Oil prices rose in early Asian trade on Wednesday on anticipated U.S. crude inventory declines and OPEC+’s latest output cut targets.
Brent crude futures gained 38 cents to $85.32 a barrel at 0021 GMT. West Texas Intermediate U.S. crude was up 33 cents to $81.04 a barrel.
Helping boost oil prices was an industry report showing that U.S. crude stocks fell by about 4.3 million barrels in the week ended March 31, according to market sources citing American Petroleum Institute figures on Tuesday.
In Asia, Japan’s service sector grew in March at the fastest rate in more than nine years.
Gasoline inventories fell by about 4 million barrels, while distillate stocks fell by about 3.7 million barrels, according to the sources, who spoke on condition of anonymity because they were not authorised to speak to the media.

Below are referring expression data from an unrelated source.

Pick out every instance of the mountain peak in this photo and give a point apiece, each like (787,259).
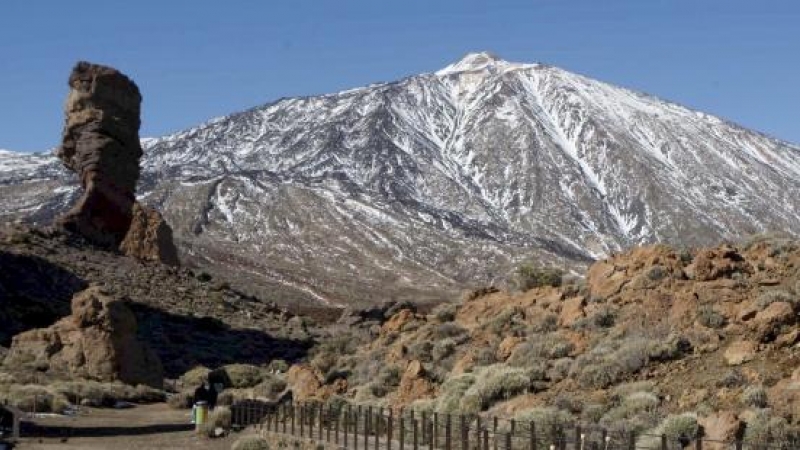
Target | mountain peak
(478,61)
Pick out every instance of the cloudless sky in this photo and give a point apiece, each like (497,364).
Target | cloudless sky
(195,60)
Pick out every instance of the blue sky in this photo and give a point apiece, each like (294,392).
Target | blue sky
(195,60)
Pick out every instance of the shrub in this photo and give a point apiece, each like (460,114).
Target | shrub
(676,426)
(549,346)
(710,318)
(755,396)
(732,378)
(443,349)
(250,443)
(604,318)
(545,324)
(527,277)
(775,295)
(452,391)
(493,383)
(239,375)
(510,319)
(542,417)
(270,387)
(219,418)
(445,312)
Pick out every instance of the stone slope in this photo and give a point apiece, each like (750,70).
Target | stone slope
(419,187)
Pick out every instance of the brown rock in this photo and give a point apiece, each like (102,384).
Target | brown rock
(740,352)
(722,262)
(571,312)
(720,429)
(101,143)
(768,322)
(507,346)
(413,385)
(98,341)
(304,382)
(149,238)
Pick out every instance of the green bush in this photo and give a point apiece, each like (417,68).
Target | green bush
(270,387)
(240,375)
(494,383)
(675,426)
(549,346)
(251,443)
(527,277)
(775,295)
(219,418)
(452,391)
(445,312)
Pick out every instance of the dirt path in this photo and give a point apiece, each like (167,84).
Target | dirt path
(140,428)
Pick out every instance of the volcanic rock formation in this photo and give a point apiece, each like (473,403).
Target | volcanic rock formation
(101,143)
(98,341)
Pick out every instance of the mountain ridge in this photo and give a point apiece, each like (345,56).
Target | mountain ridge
(421,186)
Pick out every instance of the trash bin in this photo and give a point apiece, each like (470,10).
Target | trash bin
(200,414)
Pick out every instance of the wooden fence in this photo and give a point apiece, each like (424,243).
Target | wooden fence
(373,428)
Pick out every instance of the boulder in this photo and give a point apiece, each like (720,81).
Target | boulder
(740,352)
(100,142)
(304,382)
(149,238)
(714,263)
(768,323)
(97,341)
(413,385)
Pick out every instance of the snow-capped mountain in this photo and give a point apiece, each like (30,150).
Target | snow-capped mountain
(417,188)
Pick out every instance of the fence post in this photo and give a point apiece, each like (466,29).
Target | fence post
(294,414)
(435,429)
(377,427)
(448,433)
(494,432)
(367,418)
(464,434)
(698,443)
(346,424)
(402,431)
(416,429)
(389,429)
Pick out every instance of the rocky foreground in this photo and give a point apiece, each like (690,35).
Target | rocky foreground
(652,337)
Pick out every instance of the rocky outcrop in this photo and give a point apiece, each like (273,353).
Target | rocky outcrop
(97,341)
(100,143)
(149,237)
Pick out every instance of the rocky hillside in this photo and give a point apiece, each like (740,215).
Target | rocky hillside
(188,318)
(415,188)
(708,334)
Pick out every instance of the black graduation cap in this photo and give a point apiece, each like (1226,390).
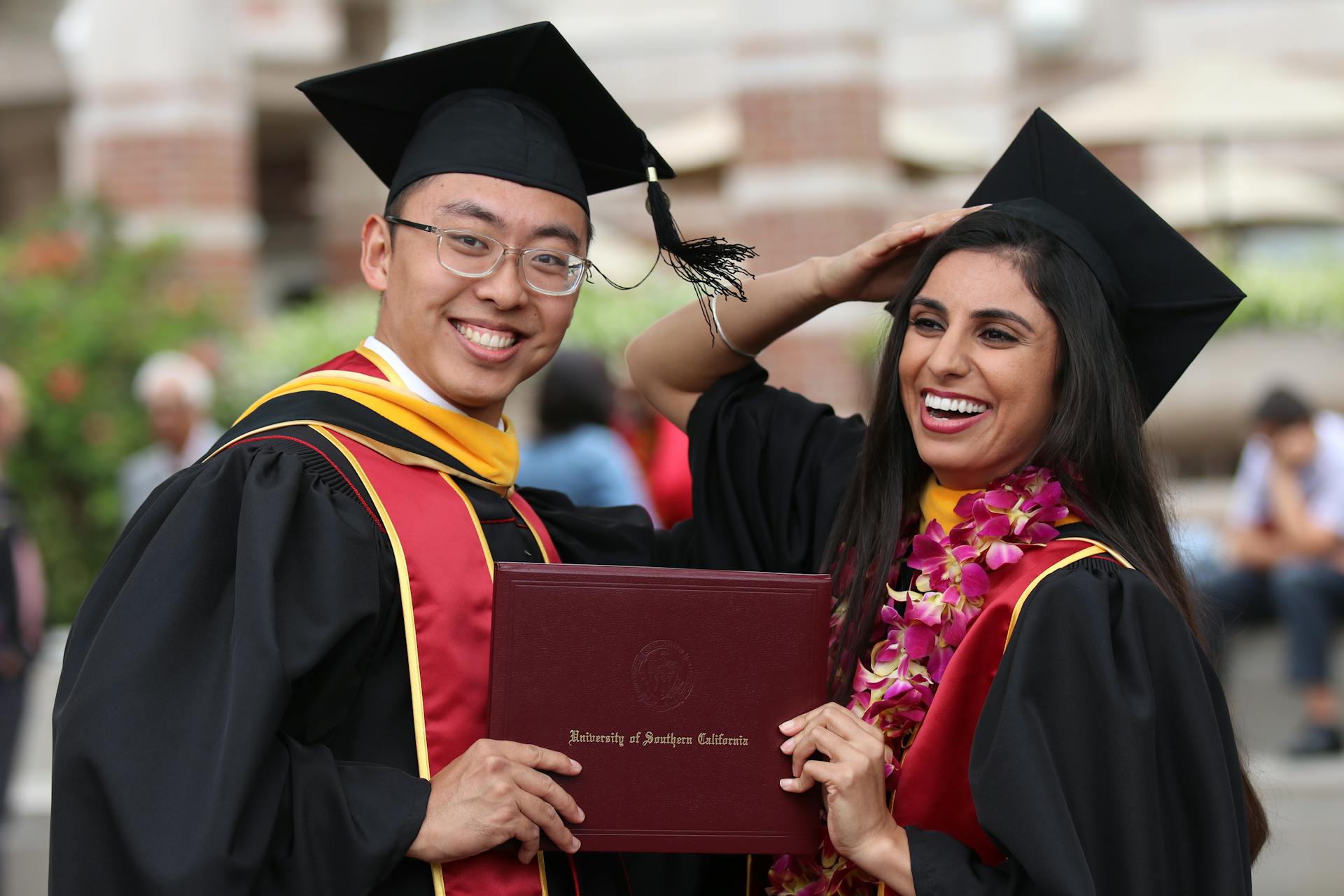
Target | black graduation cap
(1166,298)
(518,105)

The official inventory report by the Energy Information Administration, the statistical arm of the U.S. Department of Energy, is due at 1430 GMT on Wednesday.
The latest targets set by the Organization of Petroleum Exporting Countries (OPEC) and allies including Russia, a group known as OPEC+, also helped oil prices. The OPEC+ plan would bring the total volume of cuts by the group to 3.66 million bpd, including a 2 million-barrel cut last October, equal to about 3.7% of global demand.
Keeping oil prices from moving higher were concerns about demand, with U.S. job openings in February falling to the lowest level in nearly two years and U.S. manufacturing activity in March slumping. Weak manufacturing activity in China last month also added to crude oil demand concerns.